|
|
|
|
|
by za3faran
1073 days ago
|
|
Java's designers have consistently mentioned the approach they're taking that Java has the last mover advantage. They cautiously see what features other languages applied, and take what gives them the highest value compared to the complexity introduced. Java's virtual threads are already superior to golang's approach because they're working on structured concurrency from the start. Value types are a huge proposition, but they seem to be coming along nicely. They have already baked in nullables/zero values into the design, something that is a pain in golang, and a big gotcha and source of bugs. The interesting thing is that Java already beats golang because of its superior GCs, particularly in large programs, so it will be interesting to see what sort of performance improvements come out of value types. |
|
There's nothing one can do to wiggle away from designing something. You can only make tradeoffs. In this case, Java's sacrificing time. Is that a good call? I don't know.

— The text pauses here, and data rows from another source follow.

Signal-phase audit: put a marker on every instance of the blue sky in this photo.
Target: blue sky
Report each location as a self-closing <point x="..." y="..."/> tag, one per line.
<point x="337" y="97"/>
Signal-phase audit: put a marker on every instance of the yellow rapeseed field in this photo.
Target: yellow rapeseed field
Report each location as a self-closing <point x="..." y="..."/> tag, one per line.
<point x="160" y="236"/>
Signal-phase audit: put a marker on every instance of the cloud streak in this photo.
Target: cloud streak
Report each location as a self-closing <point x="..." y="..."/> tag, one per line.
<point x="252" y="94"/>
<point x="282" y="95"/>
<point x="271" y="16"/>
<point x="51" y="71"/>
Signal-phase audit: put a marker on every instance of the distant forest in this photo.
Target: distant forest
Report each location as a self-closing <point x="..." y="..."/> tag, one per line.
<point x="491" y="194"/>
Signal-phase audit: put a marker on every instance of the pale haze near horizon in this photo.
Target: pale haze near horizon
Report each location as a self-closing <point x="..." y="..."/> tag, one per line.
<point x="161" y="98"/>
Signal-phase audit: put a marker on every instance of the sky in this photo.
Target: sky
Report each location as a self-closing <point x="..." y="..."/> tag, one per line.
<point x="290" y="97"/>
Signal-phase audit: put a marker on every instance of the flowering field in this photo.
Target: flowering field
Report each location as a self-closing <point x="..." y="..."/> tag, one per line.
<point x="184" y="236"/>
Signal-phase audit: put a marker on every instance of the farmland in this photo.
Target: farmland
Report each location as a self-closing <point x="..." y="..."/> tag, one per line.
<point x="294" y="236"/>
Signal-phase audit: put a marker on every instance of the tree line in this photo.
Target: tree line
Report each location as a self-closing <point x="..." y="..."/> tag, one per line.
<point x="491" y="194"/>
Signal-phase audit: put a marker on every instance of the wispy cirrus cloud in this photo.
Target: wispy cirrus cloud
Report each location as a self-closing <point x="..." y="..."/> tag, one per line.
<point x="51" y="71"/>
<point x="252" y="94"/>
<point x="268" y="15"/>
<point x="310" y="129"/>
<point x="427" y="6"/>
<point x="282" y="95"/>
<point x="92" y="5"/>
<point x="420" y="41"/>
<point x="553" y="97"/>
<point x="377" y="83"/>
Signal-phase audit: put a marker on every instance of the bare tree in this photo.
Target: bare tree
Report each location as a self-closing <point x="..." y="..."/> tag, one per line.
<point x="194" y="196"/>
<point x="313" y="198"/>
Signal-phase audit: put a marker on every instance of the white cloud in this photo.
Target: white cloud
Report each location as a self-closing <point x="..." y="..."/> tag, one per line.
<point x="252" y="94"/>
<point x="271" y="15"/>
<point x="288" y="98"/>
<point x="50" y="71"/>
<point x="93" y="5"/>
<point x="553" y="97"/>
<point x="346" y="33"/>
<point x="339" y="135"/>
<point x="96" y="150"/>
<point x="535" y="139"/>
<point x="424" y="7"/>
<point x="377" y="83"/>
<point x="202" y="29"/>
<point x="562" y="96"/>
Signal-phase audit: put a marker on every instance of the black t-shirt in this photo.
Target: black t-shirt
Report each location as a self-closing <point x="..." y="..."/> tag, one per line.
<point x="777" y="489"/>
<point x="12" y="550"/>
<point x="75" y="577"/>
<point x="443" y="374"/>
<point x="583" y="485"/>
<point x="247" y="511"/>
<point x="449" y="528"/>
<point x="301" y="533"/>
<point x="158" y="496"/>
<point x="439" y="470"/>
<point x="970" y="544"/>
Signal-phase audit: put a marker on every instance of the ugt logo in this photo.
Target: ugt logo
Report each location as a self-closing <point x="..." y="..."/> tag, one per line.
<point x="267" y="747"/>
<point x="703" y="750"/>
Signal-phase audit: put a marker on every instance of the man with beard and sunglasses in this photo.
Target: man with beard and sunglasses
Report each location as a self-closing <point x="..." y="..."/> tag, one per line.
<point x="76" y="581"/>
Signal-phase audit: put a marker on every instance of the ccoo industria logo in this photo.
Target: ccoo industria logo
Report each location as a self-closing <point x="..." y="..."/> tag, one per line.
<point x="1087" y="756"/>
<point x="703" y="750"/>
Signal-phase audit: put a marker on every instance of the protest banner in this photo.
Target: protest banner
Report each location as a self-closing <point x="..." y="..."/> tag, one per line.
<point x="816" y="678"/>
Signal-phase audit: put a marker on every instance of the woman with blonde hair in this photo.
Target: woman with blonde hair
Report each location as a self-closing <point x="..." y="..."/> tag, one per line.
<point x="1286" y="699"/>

> They cautiously see what features other languages applied, and take what gives them the highest value compared to the complexity introduced.
They've historically shown poor taste in the features they've chosen, so this strategy doesn't seem to have worked out all that well. Waiting longer doesn't help if you don't know what you're doing.
> Java's virtual threads are already superior to golang's approach because they're working on structured concurrency from the start.
Already? Ten years later! Time matters.
We'll see how much actual adoption there'll be, Go was built with its concurrency solution in mind, so not only are the primitives ergonomic to use, but the entire ecosystem has grown around it. You can't match it in a day.
> Value types are a huge proposition, [...]
"Value types" is a misnomer anyway, it's just "types". We've had those since at least C, some 50 years ago.
> [...] but they seem to be coming along nicely.
I've been hearing this for a while, has it been a decade yet?
> They have already baked in nullables/zero values into the design, something that is a pain in golang, and a big gotcha and source of bugs.
You can't be serious. Complaining about another language's null problems from the perspective of Java?
> The interesting thing is that Java already beats golang because of its superior GCs, particularly in large programs, so it will be interesting to see what sort of performance improvements come out of value types.
It's a wash most of the time AFAIK. Unless we do the classic Java benchmark trick of ignoring memory usage.